The actual destruction in the Land of Promise is recorded in 3 Nephi, when the disciple Nephi tells us of the great destruction that took place. On the fourth day of the first month in the thirty-fourth year, Nephi writes, “there arose a great storm, such an one as never had been known in all the land” (3 Nephi 8:5).

This storm (a rushing, violent wind) was accompanied by a great and terrible tempest (a storm of extreme velocity and violence) and terrible thunder (the sound which follows the explosion of electricity or lightening). There were whirlwinds (a violent upthrust of air moving in a spiral, upward form), and the entire earth shook as it if was about to divide (to part) asunder (into separate parts). During this storm of severe proportions, more severe than had ever been known in 600 years of occupation of the land of promise, floods occurred, ground liquefied and sunk into the earth, dropping cities from sight; seasides or shorelines were so eroded and demolished that cities fell into the sea. Great upheavals of earth occurred, burying cities beneath millions of tons of earth and rock.

Cordilleras rose from the depths of the earth, shoving level ground upward and forming great mountains and very tall peaks. At the same time, great earthquakes struck the land, shaking the earth, and tumbling buildings. Highways were destroyed, broken into pieces, heaved up and thrust down and diverted from their regular path. These earthquakes were not simply local quakes, but shook the entire land of promise, both in the land southward and in the land northward, covering thousands of square miles.

So great were the earthquakes Nephi described that the entire land, wherever one looked, was broken up, huge shafts of earth shoved upward while other pieces fell into the earth and disappeared. There was hardly a smooth place left on the face of the earth. Huge rocks, large granite slabs, and sheer cliff faces were split apart and strewn over the ground. Large, sheer mountains were split, jagged cracks ran their entire length, and not a place could be seen where pieces of rock had not fallen across the earth.

This extremely violent storm and numerous earthquakes lasted for three hours. By today’s measurement standards, it might be safe to assume that in magnitude, this quake would have at least topped 9.0 on the Richter scale, maybe even into the 10s. There seemed to be no single hypocenter of the quake, and the epicenter spread over great distances. It would appear that the intensity of the quake was extremely high, with survivors feeling certain that it had lasted much longer than it did, and on the Mercalli scale, it would have been at least its highest measurement of XII. Had there been seismographs in existence at the time, likely the needles would have gone off the scale.

The Geological Record paints a similar picture of destruction and change in the Andean area, from northern Chile to Ecuador.
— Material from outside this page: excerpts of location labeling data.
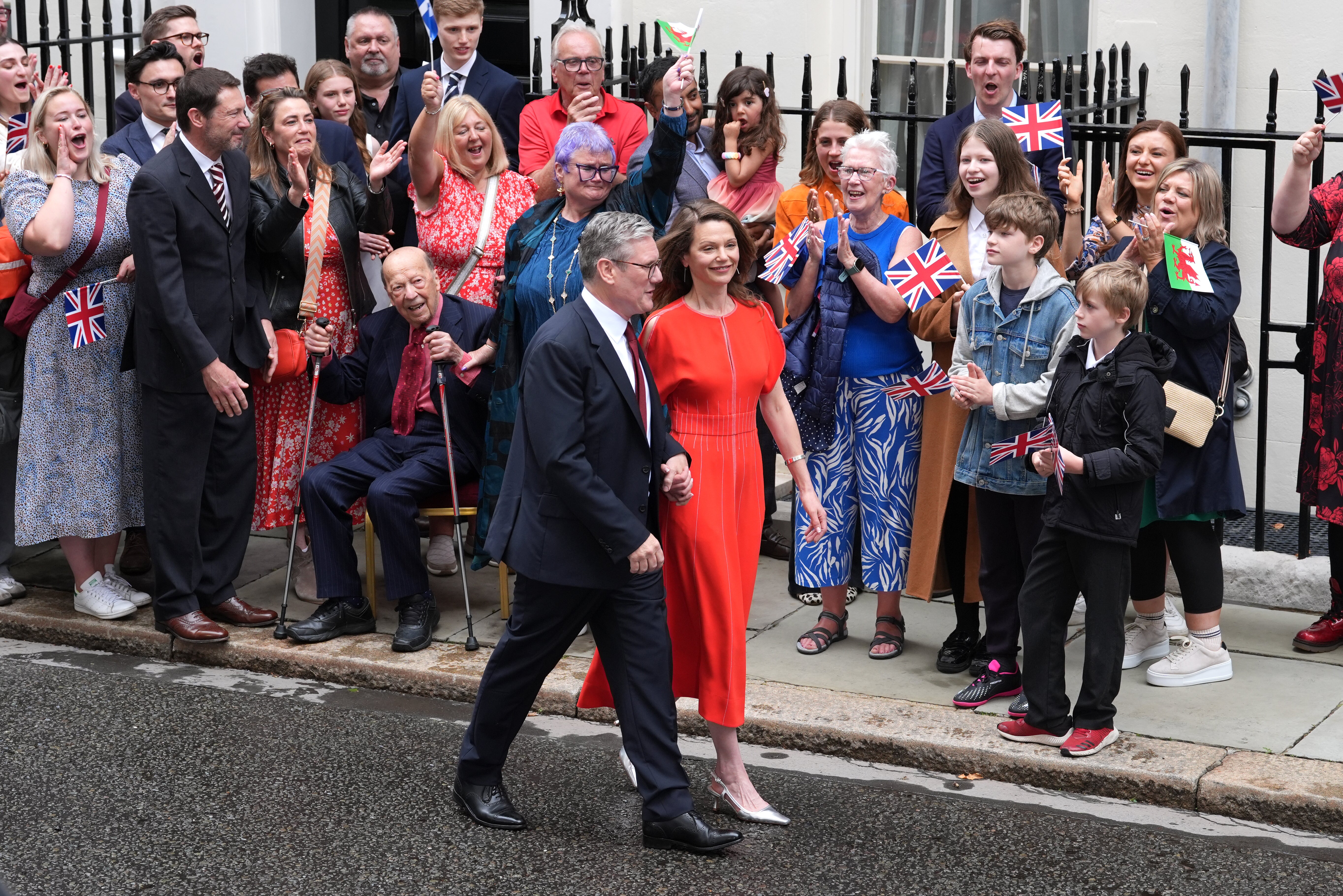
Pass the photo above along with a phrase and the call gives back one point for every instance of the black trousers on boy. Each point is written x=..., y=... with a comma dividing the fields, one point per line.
x=1063, y=565
x=1009, y=527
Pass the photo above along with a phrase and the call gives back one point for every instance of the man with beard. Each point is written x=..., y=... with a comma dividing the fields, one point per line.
x=197, y=332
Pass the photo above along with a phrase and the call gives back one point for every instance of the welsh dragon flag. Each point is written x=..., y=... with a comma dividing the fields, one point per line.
x=680, y=35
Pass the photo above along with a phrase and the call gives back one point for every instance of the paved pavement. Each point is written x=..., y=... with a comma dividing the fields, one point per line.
x=123, y=774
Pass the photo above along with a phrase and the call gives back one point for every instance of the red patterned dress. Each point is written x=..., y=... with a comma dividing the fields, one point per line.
x=283, y=408
x=448, y=232
x=1321, y=478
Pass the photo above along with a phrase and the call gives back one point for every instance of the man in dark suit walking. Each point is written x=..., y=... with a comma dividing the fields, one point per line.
x=994, y=54
x=578, y=520
x=197, y=332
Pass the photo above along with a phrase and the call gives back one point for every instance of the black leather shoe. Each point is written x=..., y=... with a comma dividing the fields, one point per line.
x=488, y=805
x=417, y=625
x=957, y=652
x=688, y=832
x=332, y=620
According to Lowell Thomas in his 1964 “Book of High Mountains,” these earthquakes and volcanic action that built the Andes was beyond anything else recounted by the “record of the rocks.” The floor of the Pacific shook so violently, that it jarred both the South America and Asian continents, and the Andes spouted fire from 100 craters, and deluged their slopes with floods of molten rock that geologists identify as “Andean lava.”

Also, the disciple Nephi tells us that after the great destruction of the earthquakes, that a thick darkness followed which covered all the face of the land, and that the inhabitants who survived could feel this vapor of darkness, and it was so thick. that there was no light, not even from fire, candles or torches, or from the sun, moon or stars. Nothing at all could penetrate this vapor that lasted another three days (3 Nephi 8:20-23).

Such a vaporous darkness is the result of volcanic ash which can be so thick it can extinguish not only all light, but even oxygen, suffocating those over which it falls. An example of this is found in the eruption of Mount Visuvius in the summertime of 79 A.D. when the cities of Pompeii and Herculaneum were buried by an avalanche of boiling mud and lava about 40 and 75 feet underground respectively. In one of the most unbelievable catastrophes in the history of the world described by Pliny the Younger very similar to Nephi’s record.

Mesoamerican Theorists can claim there was only surface damage that did not alter the landscape, but Nephi tells us a completely different story.